ウェルブトリンと体重変化―増加・減少のメカニズムと対策

体重増加はうつ病の症状や多くの抗うつ薬の副作用としてよく報告されますが、ウェルブトリン(ブプロピオン塩酸塩)で体重が増えるケースは稀です。本稿ではウェルブトリンの作用機序や副作用、体重変化の原因、そして医師への相談ポイントをまとめました。

機能と有効成分

ウェルブトリンは脳内のドーパミンとノルエピネフリンの濃度を調整し、気分を安定させる抗うつ薬です。その有効成分であるブプロピオンは、食欲抑制剤に化学的に似た構造を持ち、アンフェタミン系の薬剤に近い性質があります。うつ病や気分障害の治療だけでなく、禁煙補助やニコチン渇望の緩和にも処方されます。

体重減少は一般的な副作用

ブプロピオン系の薬は食欲抑制作用があるため、ウェルブトリン使用者の多くで体重減少が見られます。臨床試験では、被験者の約28%が5ポンド(約2.3kg)以上の減量を経験しました。このため、過去に著しい体重減少、拒食症、過食症の既往がある患者には使用を控えるよう指導されることがあります。

その他考慮すべき点

ウェルブトリン服用中に体重が増える場合、以下の要因が関与している可能性があります。

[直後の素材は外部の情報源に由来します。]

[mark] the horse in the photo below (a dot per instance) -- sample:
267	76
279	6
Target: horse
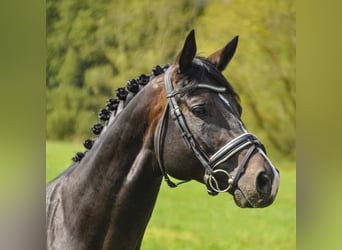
183	121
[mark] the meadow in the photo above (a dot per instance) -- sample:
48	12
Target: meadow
188	218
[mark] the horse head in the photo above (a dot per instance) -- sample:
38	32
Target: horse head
201	135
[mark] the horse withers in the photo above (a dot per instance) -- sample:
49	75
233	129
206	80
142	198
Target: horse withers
183	120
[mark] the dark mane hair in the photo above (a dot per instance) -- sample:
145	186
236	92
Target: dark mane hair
124	95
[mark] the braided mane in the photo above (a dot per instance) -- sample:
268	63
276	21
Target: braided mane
115	105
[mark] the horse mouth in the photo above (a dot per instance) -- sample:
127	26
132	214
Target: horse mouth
240	199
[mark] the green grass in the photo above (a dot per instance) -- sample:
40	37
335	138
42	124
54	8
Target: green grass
188	218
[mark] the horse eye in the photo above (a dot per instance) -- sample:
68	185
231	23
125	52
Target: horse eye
199	110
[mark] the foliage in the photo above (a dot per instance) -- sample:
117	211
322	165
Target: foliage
96	46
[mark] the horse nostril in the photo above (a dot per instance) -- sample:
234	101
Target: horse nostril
263	183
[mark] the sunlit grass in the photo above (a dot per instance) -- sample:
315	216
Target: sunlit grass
188	218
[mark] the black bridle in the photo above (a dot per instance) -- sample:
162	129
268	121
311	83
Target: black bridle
209	163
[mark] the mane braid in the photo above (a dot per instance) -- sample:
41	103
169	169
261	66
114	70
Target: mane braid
115	105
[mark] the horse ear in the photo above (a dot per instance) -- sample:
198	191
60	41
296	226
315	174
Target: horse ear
185	57
222	57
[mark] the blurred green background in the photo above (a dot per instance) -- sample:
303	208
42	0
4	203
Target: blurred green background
94	47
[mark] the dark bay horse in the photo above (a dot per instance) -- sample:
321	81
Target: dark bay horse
183	120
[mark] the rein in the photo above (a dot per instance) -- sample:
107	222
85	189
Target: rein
209	163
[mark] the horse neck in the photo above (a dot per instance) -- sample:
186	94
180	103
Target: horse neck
111	194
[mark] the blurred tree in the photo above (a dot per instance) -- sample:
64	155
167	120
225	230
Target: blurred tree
263	70
96	46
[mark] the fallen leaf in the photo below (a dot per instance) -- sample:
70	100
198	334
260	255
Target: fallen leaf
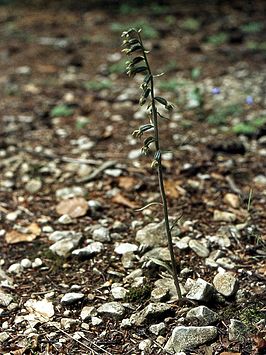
14	237
173	190
74	207
43	310
121	200
126	182
33	228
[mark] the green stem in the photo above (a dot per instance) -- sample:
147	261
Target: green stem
161	179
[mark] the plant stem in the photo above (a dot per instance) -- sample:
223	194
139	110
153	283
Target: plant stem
161	179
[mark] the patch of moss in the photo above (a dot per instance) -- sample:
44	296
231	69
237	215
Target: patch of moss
139	294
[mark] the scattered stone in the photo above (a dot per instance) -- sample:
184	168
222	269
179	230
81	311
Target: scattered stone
26	263
96	320
5	299
153	235
222	216
74	207
183	243
43	310
225	283
65	219
67	323
118	292
65	242
12	216
159	294
205	315
260	179
112	309
87	313
133	275
232	200
70	192
72	297
37	263
15	268
113	172
157	329
168	284
226	263
33	186
159	253
200	291
145	346
4	336
154	311
101	234
199	248
128	260
123	248
90	250
183	338
237	330
134	154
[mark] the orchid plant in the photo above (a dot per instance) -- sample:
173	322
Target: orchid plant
139	64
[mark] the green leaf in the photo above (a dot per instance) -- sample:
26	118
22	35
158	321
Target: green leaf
148	141
137	70
162	263
161	100
61	111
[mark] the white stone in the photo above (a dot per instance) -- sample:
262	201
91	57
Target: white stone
198	248
237	330
96	320
205	315
33	186
72	297
225	283
5	299
65	219
101	234
123	248
223	216
183	338
118	292
12	216
157	329
87	313
152	311
15	268
112	309
89	251
200	291
37	263
26	263
226	263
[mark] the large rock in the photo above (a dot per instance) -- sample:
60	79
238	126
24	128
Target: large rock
225	283
153	235
154	311
200	291
205	315
112	309
89	251
64	242
200	249
72	297
185	338
237	330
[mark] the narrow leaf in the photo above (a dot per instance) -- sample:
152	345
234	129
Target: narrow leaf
162	263
161	100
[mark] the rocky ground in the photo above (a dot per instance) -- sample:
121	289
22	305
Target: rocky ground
83	272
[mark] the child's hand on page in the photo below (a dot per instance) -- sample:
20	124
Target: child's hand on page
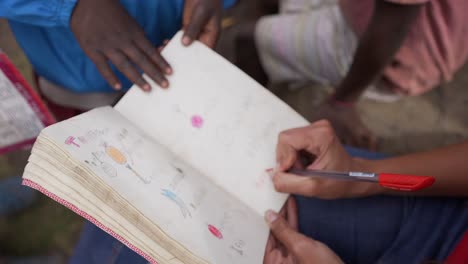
287	246
202	21
319	143
107	33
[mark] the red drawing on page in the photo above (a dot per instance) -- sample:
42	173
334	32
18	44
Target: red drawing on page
197	121
71	141
215	232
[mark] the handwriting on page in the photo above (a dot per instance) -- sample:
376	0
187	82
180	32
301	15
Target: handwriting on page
182	202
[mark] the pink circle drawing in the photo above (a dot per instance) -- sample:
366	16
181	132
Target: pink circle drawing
215	232
197	121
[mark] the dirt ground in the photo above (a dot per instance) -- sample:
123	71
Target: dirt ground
412	124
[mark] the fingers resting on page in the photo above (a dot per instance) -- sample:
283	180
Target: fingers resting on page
110	36
287	246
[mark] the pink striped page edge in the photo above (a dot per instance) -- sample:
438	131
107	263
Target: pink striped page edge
79	212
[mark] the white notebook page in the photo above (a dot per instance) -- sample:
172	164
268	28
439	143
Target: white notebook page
218	120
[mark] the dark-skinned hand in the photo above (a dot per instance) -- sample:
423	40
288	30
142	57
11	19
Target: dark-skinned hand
108	34
202	21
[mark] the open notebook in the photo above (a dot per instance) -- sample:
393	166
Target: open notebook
178	175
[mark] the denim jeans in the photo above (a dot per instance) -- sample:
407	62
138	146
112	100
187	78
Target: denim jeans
379	229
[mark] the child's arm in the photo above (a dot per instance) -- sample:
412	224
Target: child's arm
448	165
377	46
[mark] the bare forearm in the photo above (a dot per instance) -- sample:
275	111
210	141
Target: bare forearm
449	165
378	45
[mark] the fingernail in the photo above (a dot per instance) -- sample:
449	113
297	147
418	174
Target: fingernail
277	168
270	216
186	40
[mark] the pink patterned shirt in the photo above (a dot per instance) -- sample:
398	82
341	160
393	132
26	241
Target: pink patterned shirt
436	47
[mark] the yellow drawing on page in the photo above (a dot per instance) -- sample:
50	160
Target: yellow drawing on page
118	157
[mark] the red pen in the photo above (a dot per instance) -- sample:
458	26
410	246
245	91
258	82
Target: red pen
398	182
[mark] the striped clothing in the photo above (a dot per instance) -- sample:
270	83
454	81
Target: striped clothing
308	40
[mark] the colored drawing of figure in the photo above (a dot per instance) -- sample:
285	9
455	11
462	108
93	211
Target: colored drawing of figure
173	197
117	156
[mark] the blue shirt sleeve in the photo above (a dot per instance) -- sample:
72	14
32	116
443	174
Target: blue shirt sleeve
46	13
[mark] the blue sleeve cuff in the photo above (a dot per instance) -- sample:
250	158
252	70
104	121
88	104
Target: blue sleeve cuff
64	11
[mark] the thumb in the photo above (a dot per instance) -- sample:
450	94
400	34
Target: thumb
280	228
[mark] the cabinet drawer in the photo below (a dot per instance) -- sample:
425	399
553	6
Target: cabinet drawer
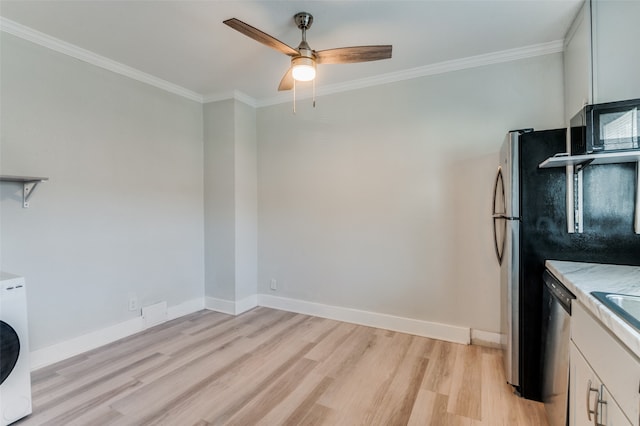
612	362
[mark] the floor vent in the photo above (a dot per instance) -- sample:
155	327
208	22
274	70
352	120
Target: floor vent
154	314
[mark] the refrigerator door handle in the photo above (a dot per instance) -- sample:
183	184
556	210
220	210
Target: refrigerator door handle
499	186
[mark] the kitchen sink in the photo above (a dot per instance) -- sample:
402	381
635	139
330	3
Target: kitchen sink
625	306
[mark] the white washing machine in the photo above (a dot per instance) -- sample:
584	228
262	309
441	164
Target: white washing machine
15	374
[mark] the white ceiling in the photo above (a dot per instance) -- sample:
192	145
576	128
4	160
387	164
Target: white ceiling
185	43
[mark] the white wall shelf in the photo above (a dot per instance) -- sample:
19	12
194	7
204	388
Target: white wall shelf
29	184
575	164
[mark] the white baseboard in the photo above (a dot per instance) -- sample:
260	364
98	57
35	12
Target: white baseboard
485	338
72	347
432	330
229	306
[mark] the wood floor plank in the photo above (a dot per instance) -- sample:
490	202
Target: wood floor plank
268	367
466	384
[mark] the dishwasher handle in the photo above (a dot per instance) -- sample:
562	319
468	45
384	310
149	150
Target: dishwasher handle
558	291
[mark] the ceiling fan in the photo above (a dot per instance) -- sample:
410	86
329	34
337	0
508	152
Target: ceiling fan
303	58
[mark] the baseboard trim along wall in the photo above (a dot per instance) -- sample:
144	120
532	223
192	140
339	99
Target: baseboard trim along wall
485	338
72	347
229	306
433	330
450	333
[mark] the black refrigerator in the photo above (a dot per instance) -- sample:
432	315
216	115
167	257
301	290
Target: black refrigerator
530	226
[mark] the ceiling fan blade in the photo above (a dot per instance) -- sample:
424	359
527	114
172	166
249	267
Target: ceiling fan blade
287	81
346	55
260	36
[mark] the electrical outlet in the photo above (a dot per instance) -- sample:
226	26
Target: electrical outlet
133	302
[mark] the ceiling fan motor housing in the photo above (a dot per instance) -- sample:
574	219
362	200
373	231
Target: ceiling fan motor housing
303	20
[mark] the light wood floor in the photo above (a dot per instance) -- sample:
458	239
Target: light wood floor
272	367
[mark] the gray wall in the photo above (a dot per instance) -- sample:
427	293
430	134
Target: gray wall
230	197
380	199
123	210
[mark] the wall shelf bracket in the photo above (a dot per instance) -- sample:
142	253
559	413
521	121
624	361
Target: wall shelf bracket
29	185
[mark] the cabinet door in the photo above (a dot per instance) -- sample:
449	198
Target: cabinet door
588	395
583	391
611	413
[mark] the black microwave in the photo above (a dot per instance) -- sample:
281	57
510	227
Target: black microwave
612	126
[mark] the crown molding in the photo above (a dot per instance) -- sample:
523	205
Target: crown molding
233	94
74	51
509	55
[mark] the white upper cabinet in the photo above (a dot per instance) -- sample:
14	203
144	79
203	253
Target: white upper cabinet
616	50
601	54
577	63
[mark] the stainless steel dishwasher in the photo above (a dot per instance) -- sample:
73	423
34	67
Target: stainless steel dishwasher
556	334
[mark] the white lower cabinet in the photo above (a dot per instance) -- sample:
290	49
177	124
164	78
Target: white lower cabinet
591	403
604	375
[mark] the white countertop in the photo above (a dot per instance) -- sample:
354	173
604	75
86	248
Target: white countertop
583	278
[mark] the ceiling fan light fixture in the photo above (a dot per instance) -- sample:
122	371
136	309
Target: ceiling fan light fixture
303	69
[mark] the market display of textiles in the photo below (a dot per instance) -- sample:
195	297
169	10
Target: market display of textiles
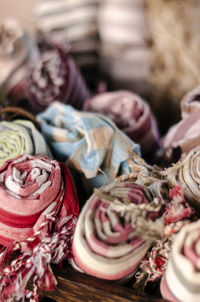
85	174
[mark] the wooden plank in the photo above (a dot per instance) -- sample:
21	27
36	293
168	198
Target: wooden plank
74	286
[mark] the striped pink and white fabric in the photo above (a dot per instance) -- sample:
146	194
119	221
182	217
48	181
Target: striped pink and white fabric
131	114
105	242
38	208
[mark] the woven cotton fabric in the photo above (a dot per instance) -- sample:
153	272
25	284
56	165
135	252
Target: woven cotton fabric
21	137
91	143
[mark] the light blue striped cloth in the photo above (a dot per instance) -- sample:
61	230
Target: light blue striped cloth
89	142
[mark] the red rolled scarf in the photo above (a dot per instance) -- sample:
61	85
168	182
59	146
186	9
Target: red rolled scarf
131	114
38	210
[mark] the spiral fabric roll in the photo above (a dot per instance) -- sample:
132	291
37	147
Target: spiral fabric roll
55	77
17	49
38	210
181	281
131	114
105	243
186	172
21	137
89	142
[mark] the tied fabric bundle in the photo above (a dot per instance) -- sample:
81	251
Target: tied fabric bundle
38	210
20	137
105	243
55	77
131	114
181	281
90	143
17	50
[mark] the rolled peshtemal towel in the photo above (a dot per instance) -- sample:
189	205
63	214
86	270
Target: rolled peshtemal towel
182	278
105	242
131	114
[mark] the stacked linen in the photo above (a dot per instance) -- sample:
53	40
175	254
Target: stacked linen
38	213
20	137
124	38
17	49
131	114
181	281
88	142
76	22
105	243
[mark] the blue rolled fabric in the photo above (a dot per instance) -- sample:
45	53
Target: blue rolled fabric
89	142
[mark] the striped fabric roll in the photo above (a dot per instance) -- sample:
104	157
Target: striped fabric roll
105	243
186	172
190	102
131	114
124	50
21	137
55	77
17	49
183	137
38	209
181	281
89	142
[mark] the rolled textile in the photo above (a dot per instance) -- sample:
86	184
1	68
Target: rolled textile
55	77
131	114
90	143
186	172
190	102
76	22
181	280
183	137
17	50
105	243
38	213
21	137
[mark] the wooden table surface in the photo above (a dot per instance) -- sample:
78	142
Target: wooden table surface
74	286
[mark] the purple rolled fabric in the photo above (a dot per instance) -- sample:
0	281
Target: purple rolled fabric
131	114
55	77
190	102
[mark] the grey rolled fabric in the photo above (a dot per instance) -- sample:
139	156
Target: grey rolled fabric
21	137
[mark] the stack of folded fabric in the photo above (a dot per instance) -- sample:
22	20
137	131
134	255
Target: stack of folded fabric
124	38
76	22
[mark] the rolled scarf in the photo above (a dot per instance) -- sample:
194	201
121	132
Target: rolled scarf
88	142
105	243
186	172
124	53
38	206
17	49
190	102
183	137
55	77
181	281
131	114
21	137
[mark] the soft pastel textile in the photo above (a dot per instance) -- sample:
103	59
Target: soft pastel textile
20	137
190	102
17	49
38	208
182	280
89	142
105	243
183	137
131	114
186	172
55	77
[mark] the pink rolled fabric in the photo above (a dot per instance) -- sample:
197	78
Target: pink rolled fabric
55	77
182	278
190	102
105	243
183	137
131	114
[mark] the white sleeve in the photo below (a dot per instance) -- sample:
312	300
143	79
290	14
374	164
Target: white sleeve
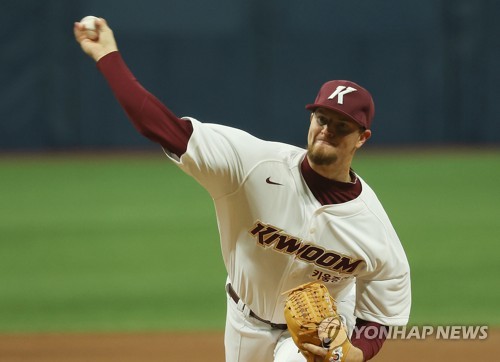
387	302
219	157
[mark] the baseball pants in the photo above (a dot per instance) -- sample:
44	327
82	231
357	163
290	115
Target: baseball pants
248	339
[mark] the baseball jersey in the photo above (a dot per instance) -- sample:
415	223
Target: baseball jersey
275	235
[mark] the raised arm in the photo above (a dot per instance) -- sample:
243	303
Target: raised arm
148	115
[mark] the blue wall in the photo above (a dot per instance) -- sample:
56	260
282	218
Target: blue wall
431	65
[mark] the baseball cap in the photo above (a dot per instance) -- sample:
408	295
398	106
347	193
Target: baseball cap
348	98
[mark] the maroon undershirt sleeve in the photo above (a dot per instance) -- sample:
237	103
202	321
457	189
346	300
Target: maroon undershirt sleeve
158	123
371	341
148	115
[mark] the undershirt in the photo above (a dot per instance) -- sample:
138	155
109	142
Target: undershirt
155	121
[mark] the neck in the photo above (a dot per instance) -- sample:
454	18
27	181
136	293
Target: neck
333	171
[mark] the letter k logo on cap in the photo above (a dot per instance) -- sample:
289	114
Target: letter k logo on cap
339	93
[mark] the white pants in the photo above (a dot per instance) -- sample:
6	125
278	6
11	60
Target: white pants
248	339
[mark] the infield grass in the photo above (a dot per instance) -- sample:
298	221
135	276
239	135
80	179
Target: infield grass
130	243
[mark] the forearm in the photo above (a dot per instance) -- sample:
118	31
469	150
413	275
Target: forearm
148	115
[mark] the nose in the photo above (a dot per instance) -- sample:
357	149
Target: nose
327	131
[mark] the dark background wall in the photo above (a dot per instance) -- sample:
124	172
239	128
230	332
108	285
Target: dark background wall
431	65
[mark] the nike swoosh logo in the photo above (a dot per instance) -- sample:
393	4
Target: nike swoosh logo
268	180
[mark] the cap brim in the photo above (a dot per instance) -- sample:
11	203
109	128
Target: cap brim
313	106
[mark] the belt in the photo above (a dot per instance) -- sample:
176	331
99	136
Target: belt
234	296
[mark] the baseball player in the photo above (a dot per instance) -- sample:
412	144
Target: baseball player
286	215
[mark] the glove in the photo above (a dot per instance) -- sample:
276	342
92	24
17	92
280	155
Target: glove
311	316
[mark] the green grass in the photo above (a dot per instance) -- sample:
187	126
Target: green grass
445	207
130	243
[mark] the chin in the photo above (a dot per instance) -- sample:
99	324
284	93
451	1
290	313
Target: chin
320	157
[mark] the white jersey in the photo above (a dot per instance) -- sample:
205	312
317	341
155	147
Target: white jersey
275	235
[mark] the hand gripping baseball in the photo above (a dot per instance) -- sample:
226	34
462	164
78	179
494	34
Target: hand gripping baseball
96	43
314	324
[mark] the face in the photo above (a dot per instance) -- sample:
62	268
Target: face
333	138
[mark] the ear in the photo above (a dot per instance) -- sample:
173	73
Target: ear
363	137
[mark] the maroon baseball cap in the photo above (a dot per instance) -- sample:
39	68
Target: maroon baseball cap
348	98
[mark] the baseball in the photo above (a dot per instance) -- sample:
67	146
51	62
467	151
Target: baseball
89	22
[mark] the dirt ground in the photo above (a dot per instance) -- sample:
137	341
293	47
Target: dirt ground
208	347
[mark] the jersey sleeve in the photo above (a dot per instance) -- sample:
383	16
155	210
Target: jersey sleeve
219	157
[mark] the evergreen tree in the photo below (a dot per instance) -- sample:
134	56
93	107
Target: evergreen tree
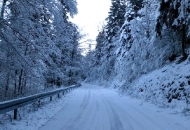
116	18
175	14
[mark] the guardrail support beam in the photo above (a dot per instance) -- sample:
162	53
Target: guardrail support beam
15	114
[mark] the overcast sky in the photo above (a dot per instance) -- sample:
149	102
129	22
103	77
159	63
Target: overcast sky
91	13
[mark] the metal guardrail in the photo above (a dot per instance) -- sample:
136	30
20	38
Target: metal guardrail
11	105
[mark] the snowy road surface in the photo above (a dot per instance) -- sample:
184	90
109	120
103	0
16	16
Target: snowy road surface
96	108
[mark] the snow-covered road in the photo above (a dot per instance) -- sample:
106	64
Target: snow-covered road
96	108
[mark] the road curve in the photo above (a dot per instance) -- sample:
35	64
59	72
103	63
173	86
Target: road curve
96	108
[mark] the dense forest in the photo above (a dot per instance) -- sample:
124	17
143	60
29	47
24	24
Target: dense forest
139	37
38	46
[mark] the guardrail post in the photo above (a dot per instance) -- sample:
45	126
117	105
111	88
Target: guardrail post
50	98
15	114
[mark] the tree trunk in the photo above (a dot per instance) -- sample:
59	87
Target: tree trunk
3	9
183	40
20	81
7	84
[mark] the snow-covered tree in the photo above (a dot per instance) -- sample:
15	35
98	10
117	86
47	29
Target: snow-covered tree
175	14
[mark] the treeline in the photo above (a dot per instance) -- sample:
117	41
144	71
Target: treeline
140	36
38	46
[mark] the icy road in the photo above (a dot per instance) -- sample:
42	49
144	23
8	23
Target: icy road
97	108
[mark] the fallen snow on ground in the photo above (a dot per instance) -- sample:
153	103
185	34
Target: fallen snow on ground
165	87
92	107
97	108
33	116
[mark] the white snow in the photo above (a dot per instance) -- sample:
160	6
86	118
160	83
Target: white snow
92	107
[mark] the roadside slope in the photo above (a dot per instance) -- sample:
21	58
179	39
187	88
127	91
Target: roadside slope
96	108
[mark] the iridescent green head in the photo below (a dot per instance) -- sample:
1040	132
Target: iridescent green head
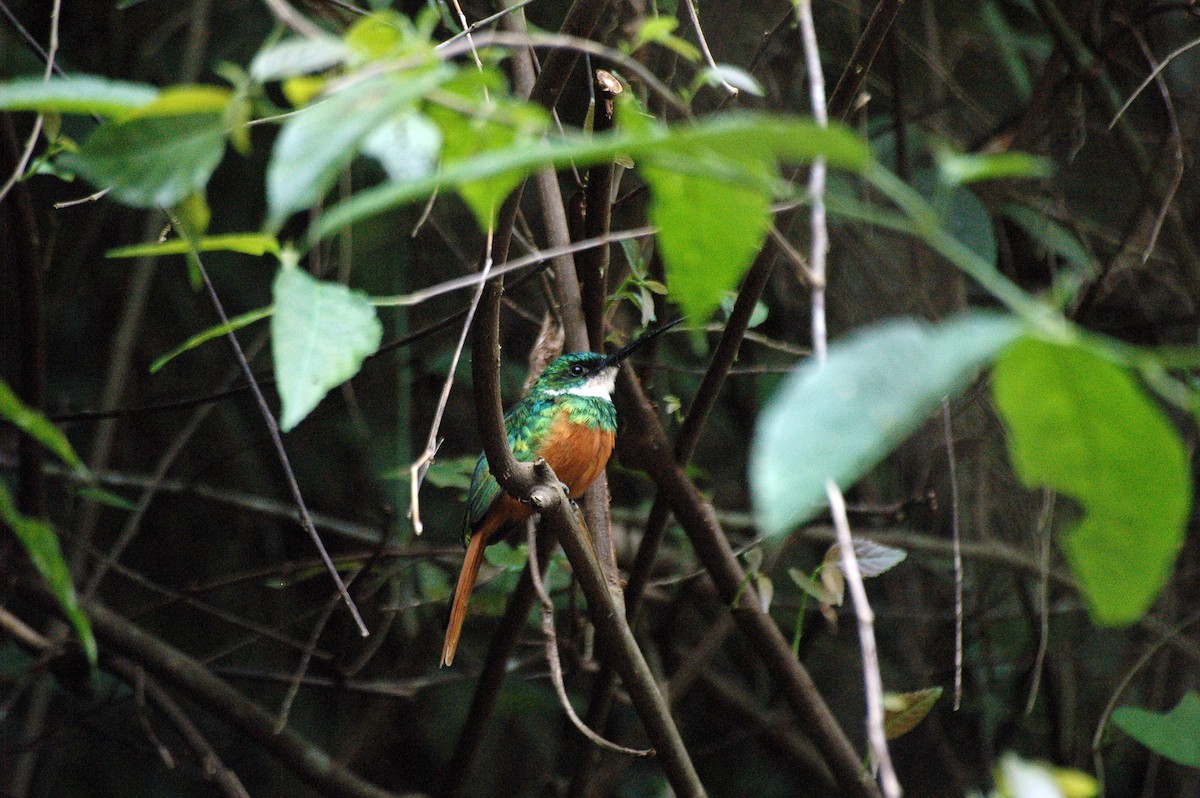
579	373
589	373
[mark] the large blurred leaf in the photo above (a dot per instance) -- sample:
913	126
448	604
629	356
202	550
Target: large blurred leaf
294	57
36	426
1174	735
767	136
840	419
708	228
82	94
151	161
407	147
319	142
321	334
498	125
1080	425
42	545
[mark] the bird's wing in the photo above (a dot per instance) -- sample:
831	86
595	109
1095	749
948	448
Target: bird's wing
526	425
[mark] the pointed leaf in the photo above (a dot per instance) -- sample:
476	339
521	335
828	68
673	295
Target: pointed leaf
1174	735
709	228
876	558
321	334
42	545
766	136
36	426
811	587
839	420
319	142
904	711
151	161
1080	425
235	323
82	94
407	148
257	244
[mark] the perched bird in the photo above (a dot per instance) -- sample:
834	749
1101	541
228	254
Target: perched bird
568	419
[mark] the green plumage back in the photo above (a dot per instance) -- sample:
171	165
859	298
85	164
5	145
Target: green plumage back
527	425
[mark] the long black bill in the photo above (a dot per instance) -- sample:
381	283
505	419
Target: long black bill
628	349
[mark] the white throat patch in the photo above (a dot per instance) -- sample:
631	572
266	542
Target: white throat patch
598	387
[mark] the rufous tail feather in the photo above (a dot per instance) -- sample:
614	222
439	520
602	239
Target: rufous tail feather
467	586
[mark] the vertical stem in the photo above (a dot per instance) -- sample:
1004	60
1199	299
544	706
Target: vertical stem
867	640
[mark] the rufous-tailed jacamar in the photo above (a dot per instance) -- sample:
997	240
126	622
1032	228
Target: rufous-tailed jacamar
568	419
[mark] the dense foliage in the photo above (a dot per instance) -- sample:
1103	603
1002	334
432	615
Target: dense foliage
257	337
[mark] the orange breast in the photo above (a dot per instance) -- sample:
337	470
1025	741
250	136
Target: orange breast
576	453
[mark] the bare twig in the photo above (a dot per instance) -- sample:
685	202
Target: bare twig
31	142
845	93
816	271
703	47
867	639
1150	78
281	719
180	671
417	471
1044	547
294	19
556	666
957	537
1176	139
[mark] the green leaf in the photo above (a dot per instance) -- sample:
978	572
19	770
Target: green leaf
256	244
321	334
813	587
37	427
183	100
407	148
839	420
151	161
960	168
319	142
235	323
904	711
771	137
709	229
1174	735
1080	425
83	94
294	57
727	73
42	545
108	498
499	125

  • 他の薬剤との相互作用(現在知られている相互作用リストは完全ではありません)
  • 運動不足や生活習慣の変化
  • 代謝異常や栄養バランスの乱れ
  • 過食や隠れた摂食障害

これらの要因は個別に評価し、必要に応じて生活指導や専門医の受診が推奨されます。

体重増加と鬱病

うつ病そのものが食欲増進や代謝低下を引き起こし、体重増加につながることがあります。ウェルブトリンで体重が増える少数の患者も報告されていますが、食事内容の見直しが有効です。特に、夕食を低脂肪・低タンパク質に調整し、規則的な食事時間を守ることで体重管理がしやすくなります。

医師に相談する

体重変化や副作用に疑問がある場合は、遠慮せず医師に相談しましょう。医師は他の治療オプションや生活改善策を提案し、最適な健康状態を維持できるようサポートします。